Sejenak kita berfikir serius untuk menghadapi wabah virus yang dibeberapa negara sedang berusaha terbebas dari wabah yang kian tak kunjung henti dan terus menunjukkan angka kasus yang tidak biasa juga telah banyak nyawa menjadi korban. Optimis itu harus, akan tetapi jika tidak diringin dengan usaha dan mematuhi aturan yang berlaku, maka harapan itu jauh panggang dari api.
Terlepas dari teori konspirasi apapun yang digembar-gemborkan sebagian orang, pada kenyataannya corona memang ada dan hidup bersama kita. Virus ini tidak bisa diajak bercanda apalagi sekedar untuk menarik atensi dalam diskusi receh yang kemudian diupload ke YouTube lalu berakhir sesenggukan minta maaf dan klarifikasi, dagelan yang penuh penyesatan ini seharusnya tidak usah muncul ke media apalagi terus-terusan diblow up.

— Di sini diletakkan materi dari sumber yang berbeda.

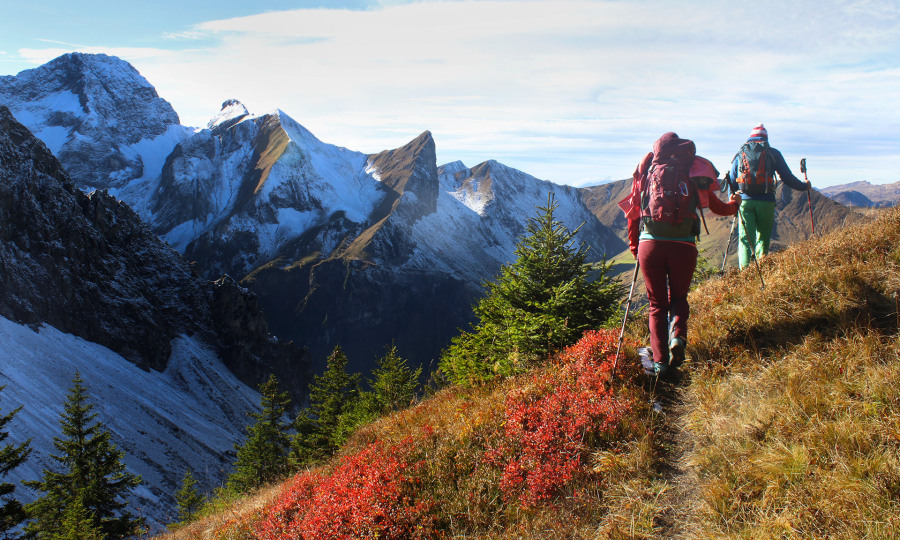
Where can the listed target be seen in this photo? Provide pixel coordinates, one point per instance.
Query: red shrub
(549, 422)
(367, 496)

Pembatasan Sosial Berskala Besar (PSBB) menjadi kebijakan yang dipilih Pemerintah Indonesia  dalam menghadapi wabah Covid-19, meskipun sebelumnya geger dengan kontroversi rencana kebijakan Darurat Sipil yang akan diambil pemerintah, banyak yang menilai hal ini kurang tepat karena kondisi Indonesia tidak dalam keadaan perang atau terancam kemanannya, melainkan sedang menghadapi wabah penyakit yang notabene mengancam kesehatan. Lantas sudah efektifkah PSBB?

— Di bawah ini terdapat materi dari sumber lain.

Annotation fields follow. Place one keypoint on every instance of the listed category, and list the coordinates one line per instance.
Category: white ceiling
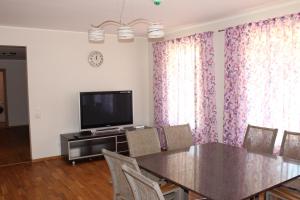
(77, 15)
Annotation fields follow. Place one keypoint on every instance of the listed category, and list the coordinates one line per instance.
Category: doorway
(14, 111)
(3, 102)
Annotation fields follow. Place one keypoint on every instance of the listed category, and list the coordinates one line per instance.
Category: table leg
(261, 196)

Pembatasan kegiatan sosial tidak serta merta dipatuhi semua lapisan masyarakat, banyak  yang masih wira-wiri mencari order ojek online, berdagang dan kegiatan lainnya untuk menutupi kebutuhan hidup juga banyak juha mereka yang keluar rumah demi menghadiri euforia penutupan restoran cepat saji yang dianggap menimbun banyak sejarah hidup kemudian berkumpul merayakan farewell party bersama.Â
Disatu sisi banyak yang ingin melalukan sholat tarawih berjamaah dimasjid namun tidak diperbolehkan untuk sementara, atau ibadah di gereja dan rumah ibadah lainnya, disisi lain masih banyak manusia yang logika akal sehatnya mengalami penurunan demi hal remeh-temeh berkumpul untuk merayakan penutupan sebuah restoran cepat saji.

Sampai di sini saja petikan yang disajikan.